Zombies and Vampires are dead. What's the next movie monster?

I wonder if zombies, werewolf, and vampires (oh my!) have more of an appeal because the lore of the monster often allows the normal people to become one. It can add drama to the plot or allow the audience to engage in some amount of Mary Sue-ism. The latter applies more with the vamps and wolfs, but I’m sure that somewhere someone fantasizes about becoming a zombie. Are there any others where the lore of the monster allows this transformation?

Zombies aren’t gone yet. There’s at least two seasons of The Walking Dead coming to AMC.

If it’s as good as the source it’s gonna be interesting.

Slasher flicks.

Or more zombie/vampire stuff, that no one will watch. After all, nobody ever said Hollywood was either smart, or averse to tossing money down a rat hole.

Nature gone wild. More mega-crocs, frankenfish, and the return of giant killer insects. We’re screwing Mother Nature at an advanced clip and even the folks who joke about it are getting nervous after the Gulf spill and other things. Look for more of this kind of creature on a screen near you.

SyFy has been doing nothing else for years. Not exactly new.

It’s been done, pretty close to your notion and deeply scary it was. I’m referring to that adaptation of John w. Campbell’s *Who Goes There? *that John Carpenter filmed as *The Thing. * Act I, Scene I, when those crazy Swedes (they’re Norwegians, Mac. Not Swedes) are chasing the dog across the snow and everyone is worried about the poor puppy and I know just enough about the story to be cheering for them to blow up the fucker…that worked!

But for sheer directing, acting, and writing skill that showed how really scary a film can be with absolutely no special effects, I don’t think there’s much that can touch Fallen.

There was a string of sci-fi/horror sea monster movies in the late 80’s (Deep Star Six, Leviathan, etc.). They were all essentially Aliens underwater, but I think that’s a genre that could use a few high-quality titles.

I asked my kid, who’s into horror movies, what he’s most afraid of.

“Ending up working in a cubicle.”
So maybe, in movies like Office Space, we’ve already seen the next generation of movie monster: The Middle Manager.

Don’t miss Attack of The Middle Management!
F E A R his polyester button-down shirt and clip-on tie!
T H R I L L to his “Team-building” Exercises!
C O W E R before his leatherette padfolio and its weekend work ‘skej’!

“Yeaaaah, uhhh… I’m gonna need you to come in Saturday… yeaaaah…”

I know and I can’t wait. Finally a zombie television series (a much better format for a zombie apocalypse than a feature film IMHO). And a major zombie project from someone other than George Romero. Yes, he created the genre, but he’s lost his touch. Neither Land or Diary was as good as the original trilogy and Survival was plain awful.

Robots.

I know! I read it on the internet, so I know it’s true. Minotaurs! but my kids are really into Chupacabras.

Time for Godzilla to make a comeback!

I’m waiting for demons to spring up in movies.
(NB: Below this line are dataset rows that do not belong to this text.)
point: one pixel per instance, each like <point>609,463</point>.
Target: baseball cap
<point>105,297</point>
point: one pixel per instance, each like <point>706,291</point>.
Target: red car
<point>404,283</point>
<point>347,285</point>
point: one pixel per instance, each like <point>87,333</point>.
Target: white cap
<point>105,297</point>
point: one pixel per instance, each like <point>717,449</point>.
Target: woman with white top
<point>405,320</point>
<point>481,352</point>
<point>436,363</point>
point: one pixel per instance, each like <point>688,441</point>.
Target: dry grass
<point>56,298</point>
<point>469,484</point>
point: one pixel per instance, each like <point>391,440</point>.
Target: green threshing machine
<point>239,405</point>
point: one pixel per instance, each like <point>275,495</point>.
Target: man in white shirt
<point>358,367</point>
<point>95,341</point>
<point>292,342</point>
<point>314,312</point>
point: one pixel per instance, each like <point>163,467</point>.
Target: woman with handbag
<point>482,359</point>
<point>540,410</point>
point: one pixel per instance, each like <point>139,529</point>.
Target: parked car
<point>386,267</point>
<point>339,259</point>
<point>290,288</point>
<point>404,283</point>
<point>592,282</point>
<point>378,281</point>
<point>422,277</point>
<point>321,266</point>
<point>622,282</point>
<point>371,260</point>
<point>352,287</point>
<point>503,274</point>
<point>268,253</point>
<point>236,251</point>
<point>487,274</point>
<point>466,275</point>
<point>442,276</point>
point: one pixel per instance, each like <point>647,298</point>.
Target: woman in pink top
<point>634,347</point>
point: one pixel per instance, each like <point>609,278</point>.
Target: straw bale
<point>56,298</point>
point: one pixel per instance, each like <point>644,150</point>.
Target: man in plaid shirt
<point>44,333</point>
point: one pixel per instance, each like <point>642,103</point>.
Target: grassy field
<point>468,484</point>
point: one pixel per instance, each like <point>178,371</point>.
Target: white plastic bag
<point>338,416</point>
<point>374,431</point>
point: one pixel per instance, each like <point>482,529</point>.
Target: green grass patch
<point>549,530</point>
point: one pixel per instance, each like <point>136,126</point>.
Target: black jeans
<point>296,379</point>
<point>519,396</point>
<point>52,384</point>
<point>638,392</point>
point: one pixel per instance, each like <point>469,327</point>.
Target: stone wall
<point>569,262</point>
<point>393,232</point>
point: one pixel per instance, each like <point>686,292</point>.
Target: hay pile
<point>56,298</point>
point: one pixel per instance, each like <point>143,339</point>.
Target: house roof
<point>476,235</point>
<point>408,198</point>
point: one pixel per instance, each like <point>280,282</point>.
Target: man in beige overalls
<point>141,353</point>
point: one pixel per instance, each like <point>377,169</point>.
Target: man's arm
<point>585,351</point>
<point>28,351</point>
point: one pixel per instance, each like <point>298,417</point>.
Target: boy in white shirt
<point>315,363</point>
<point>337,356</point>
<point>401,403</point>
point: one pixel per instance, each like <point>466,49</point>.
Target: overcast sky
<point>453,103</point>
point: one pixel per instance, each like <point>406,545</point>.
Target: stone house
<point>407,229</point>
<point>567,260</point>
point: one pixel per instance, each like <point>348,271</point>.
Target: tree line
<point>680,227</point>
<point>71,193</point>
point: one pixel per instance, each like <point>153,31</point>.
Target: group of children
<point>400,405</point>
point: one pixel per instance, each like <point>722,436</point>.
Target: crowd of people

There are tons of urban fantasy novels with demons as the bad guys, but none of them have been popular enough to form the basis for a tv show or movie.

I thought they were dead. It’s kinda part of the definition, right? :wink:

Last year or so, I was reading installments of three different urban fantasies, and all three had rakshasas. Three extremely different intepretations of what a rakshasa is, but the same base mythology. I was wondering whether Hindu mythology was suddenly hot in the publishing world or something.

Also- re: zombies. I’m not a big fan of horror, so I don’t know the state of things- are there movies and such about intelligent undead? Not shambling around trying to eat someone, just a normal peson who for whatever reason is a walking corpse. That might be interesting to see.

Mr. Slant (from Discworld – I don’t know about the poster) is an intelligent zombie.

Right. Discworld zombies like Mr. Slant and Reg Shoe are just ordinary dead guys walking around. I was just wondering if it was a mainstream phenomena.

The closest I can think of at the moment is Lurch, whom I assumed was a zombie.

But there are a few references in the show that indicate he’s a ‘flesh golem’, like Frankenstein’s Monster.

Pirates of the Caribbean, Johnny?

Political Memes There is hope for a newer and scarier monster to come.

Jeanine Frost’s Night Huntress series has intelligent ghouls, which are more than a zombie, but less than a vampire, and still undead.